Usually you do not want to implement a parser from scratch. Instead, you can use existing libraries or tools that provide parsing capabilities. Here are some popular options:

### Parser Generators

Parser generators automate the creation of parsers from formal grammar specifications. They typically generate code for a specific parsing algorithm, such as LALR or LL(1). Some popular parser generators include:
* **ANTLR**: A powerful parser generator that supports multiple languages and generates parsers in Java, C#, Python, and more. It uses LL(*) parsing and can handle complex grammars. - https://www.antlr.org/
* **Bison**: A widely used parser generator for C/C++ that implements LALR(1) parsing. It is often used in conjunction with Flex for lexical analysis. - https://www.gnu.org/software/bison/
* **Yacc**: An older parser generator for C that also implements LALR(1) parsing. It is less commonly used today but still relevant in some legacy systems. - [https://dinosaur.compi    lertools.net/yacc/](https://en.wikipedia.org/wiki/Yacc)
* **PEG.js**: A parser generator for JavaScript that uses Parsing Expression Grammars (PEGs).

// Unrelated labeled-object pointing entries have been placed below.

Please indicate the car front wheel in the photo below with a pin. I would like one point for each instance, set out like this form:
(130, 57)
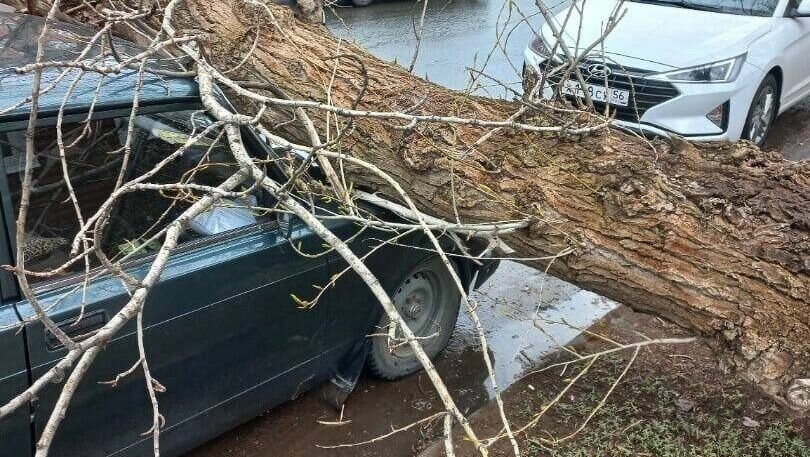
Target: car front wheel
(762, 112)
(428, 300)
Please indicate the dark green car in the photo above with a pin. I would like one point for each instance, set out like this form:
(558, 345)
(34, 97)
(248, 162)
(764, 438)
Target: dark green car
(223, 334)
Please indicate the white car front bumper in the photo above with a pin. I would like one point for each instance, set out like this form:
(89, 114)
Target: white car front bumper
(685, 114)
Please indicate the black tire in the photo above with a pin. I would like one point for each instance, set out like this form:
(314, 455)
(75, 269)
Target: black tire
(429, 302)
(762, 112)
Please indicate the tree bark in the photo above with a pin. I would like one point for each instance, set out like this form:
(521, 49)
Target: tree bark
(713, 237)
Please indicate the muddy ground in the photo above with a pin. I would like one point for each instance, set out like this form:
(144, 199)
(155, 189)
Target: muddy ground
(673, 401)
(457, 34)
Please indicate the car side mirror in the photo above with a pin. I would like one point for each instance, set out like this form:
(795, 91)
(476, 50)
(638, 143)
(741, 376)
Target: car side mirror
(803, 10)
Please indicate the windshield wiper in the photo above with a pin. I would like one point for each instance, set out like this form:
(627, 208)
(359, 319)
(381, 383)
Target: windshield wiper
(680, 4)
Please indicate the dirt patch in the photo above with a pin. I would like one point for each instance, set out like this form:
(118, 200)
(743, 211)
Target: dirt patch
(674, 401)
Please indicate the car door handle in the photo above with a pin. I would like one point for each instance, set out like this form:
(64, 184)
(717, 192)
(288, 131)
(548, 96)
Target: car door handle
(77, 331)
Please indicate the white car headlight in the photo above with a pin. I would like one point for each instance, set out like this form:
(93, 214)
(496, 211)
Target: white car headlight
(724, 71)
(540, 47)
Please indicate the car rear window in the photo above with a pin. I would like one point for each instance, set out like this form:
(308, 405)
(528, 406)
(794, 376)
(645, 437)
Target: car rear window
(93, 153)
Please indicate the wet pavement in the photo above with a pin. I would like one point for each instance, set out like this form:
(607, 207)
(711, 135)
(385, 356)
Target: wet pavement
(457, 35)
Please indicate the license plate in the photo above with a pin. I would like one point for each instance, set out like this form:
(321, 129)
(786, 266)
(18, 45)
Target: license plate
(598, 93)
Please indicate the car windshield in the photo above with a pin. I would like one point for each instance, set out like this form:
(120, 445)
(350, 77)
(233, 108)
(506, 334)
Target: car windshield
(741, 7)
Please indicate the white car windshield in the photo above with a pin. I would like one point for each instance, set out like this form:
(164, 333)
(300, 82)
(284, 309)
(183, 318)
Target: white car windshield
(741, 7)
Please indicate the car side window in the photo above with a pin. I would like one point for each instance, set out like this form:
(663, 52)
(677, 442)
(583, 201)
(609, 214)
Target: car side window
(93, 153)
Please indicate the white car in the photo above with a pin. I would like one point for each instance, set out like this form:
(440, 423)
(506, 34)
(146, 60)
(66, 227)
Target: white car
(702, 69)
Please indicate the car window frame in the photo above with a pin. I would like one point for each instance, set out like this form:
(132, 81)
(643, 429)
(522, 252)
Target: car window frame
(10, 287)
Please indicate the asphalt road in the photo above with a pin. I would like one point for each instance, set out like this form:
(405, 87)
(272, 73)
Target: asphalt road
(457, 35)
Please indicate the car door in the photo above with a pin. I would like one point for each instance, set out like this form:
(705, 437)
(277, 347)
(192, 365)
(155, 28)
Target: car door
(15, 430)
(794, 37)
(222, 335)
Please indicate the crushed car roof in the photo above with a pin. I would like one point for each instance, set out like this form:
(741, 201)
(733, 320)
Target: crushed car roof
(65, 42)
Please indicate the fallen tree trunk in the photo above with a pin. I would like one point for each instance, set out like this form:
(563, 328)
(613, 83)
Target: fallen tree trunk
(716, 238)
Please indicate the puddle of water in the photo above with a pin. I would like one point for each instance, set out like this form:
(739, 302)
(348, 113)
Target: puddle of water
(457, 34)
(527, 315)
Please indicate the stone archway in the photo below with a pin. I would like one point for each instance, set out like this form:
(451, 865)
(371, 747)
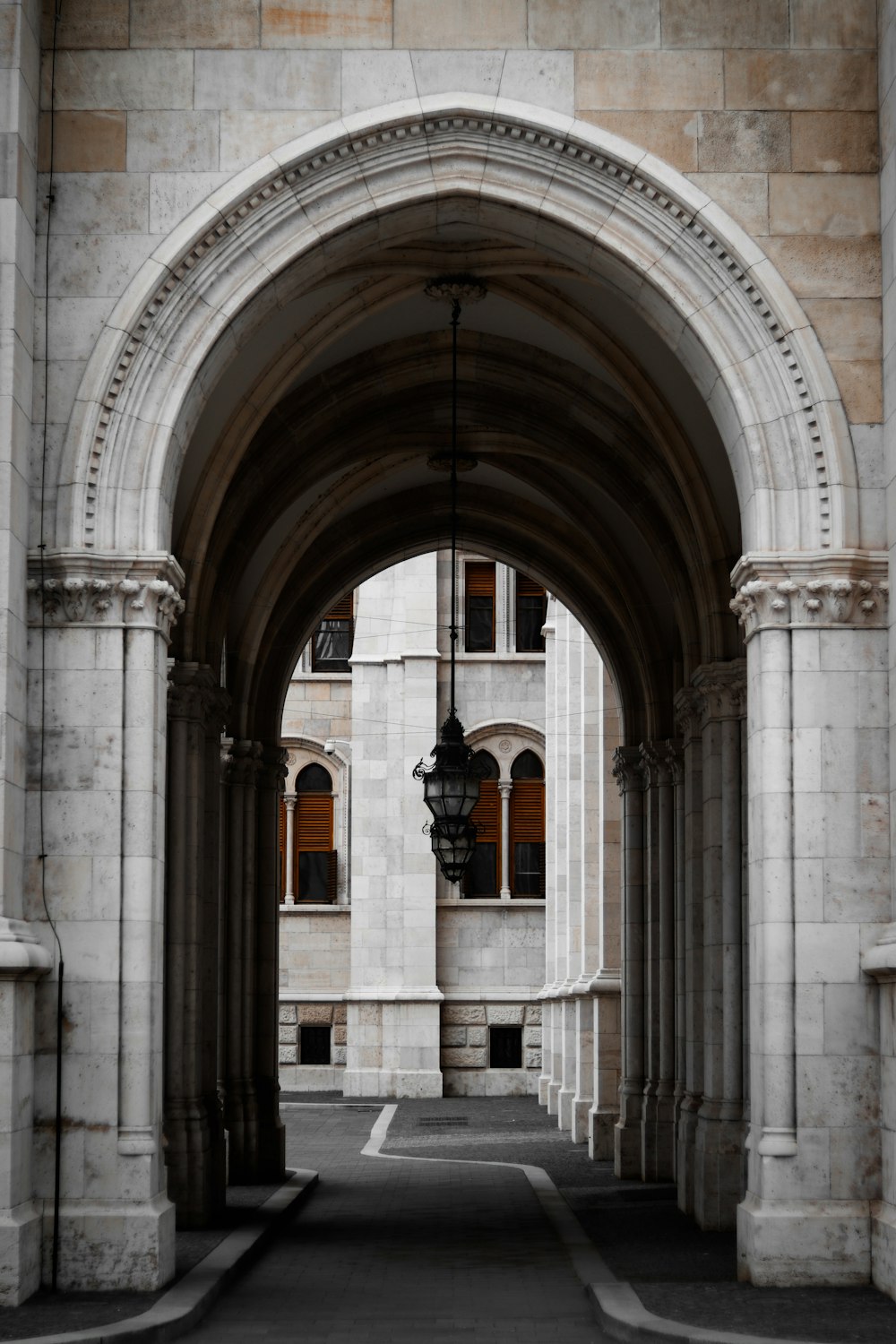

It is suitable for building parsers for DSLs and other applications. - https://github.com/pegjs/pegjs

In [None]:
# so we want to parse input/strings such as "5 + 6 + 10"
# eventually we would want to move to "5+6 * 10+3" and parse that correctly

In [None]:
# for addition we do not need anything fance

In [1]:
eval("5 + 6 + 7")  # this is dangerous if you do not control the string ! 
# so eval will lex the string and parse it and then actually do the work (meaning summing)

18

In [2]:
text = "5 + 6 + 7"
# no significant whitespace
clean = text.replace(" ","") # part of lexical analysis cleaning whitespace
tokens = clean.split("+") # tokenization again part of lexical analysis
result = sum([int(token) for token in tokens]) # here we skip the tree since all of the tokens are separated by +..
result

18

In [3]:
def addIntrepreter(text):
    clean = text.replace(" ","")
    tokens = clean.split("+")
    result = sum([int(token) for token in tokens]) # nice shortcut because we only have +
    return result

In [4]:
addIntrepreter("  5+5+10000+5   + 7 + 10  ")

10032

In [None]:
# how about substraction well then we will already need some sort of structure we could use a stack based structure to store operation
# "10 - 5 + 3 - 2 + 20"  should be 26

In [None]:
# we could start again by stripping whitespace and similar as it is not signifant here
# optimization would be to skip cleaning and clean whitespace as we go
# then we could save the tokens in some sort of data structure (here stacks would work nicely)
# or we could interpret as we go (so sort of like REPL)

In [5]:
def sub_add(text):
    acc = 0
    n = 0
    tok = ""
    state = "NUM" # "OP"
    operations = ["+","-"]
    op = ""
    # we really need a state machine here for determining whether we have a number or addition or substraction
    # so ONE PASS parsing, scannerless parsing since it is so trivial
    # so there is a simple state machine hidden here
    for t in text:
        if t in [" ","\t"]: # same as replace or cleaning our insignifcant
            continue
        if t.isdigit():
#             print(f"Digit is {t} and tok is {tok}")
            if state == "OP":
                state = "NUM"
                tok = "" # not efficient keep building up the NUM
            tok += t
#             print(f"Digit is {t} and tok AFTER is {tok}")
            continue
        if t in operations:
            state = "OP" # FIXME multiple operations error
            print(f"BEFORE operation  {acc} {op} {tok}")
            if op == "+": # we check the previous operation
                acc += int(tok)
                tok = ""
            elif op == "-":
                acc -= int(tok)
                tok = ""
            elif op == "": # first time
                acc = int(tok)
                tok = ""
            print(f"AFTER operation {op} {acc}")
            op = t
    if op == "+": # we check the previous operation
        acc += int(tok)
    elif op == "-":
        acc -= int(tok)
    return acc
        

In [6]:
sub_add("10 - 5 + 3 - 2 + 20")


BEFORE operation  0  10
AFTER operation  10
BEFORE operation  10 - 5
AFTER operation - 5
BEFORE operation  5 + 3
AFTER operation + 8
BEFORE operation  8 - 2
AFTER operation - 6


26

In [None]:
# for more complicated operations we will need to build a syntax tree we can't just have a simple accumulator design, 
# above is only sufficient when we have left to right order of operations

# one example is given in this course
# https://ruslanspivak.com/lsbasi-part1/

## Full Arithmetic Parser

To implement a full arithmetic parser we will separate tokenization and parsing. We will use a blank AST class to represent the tree. 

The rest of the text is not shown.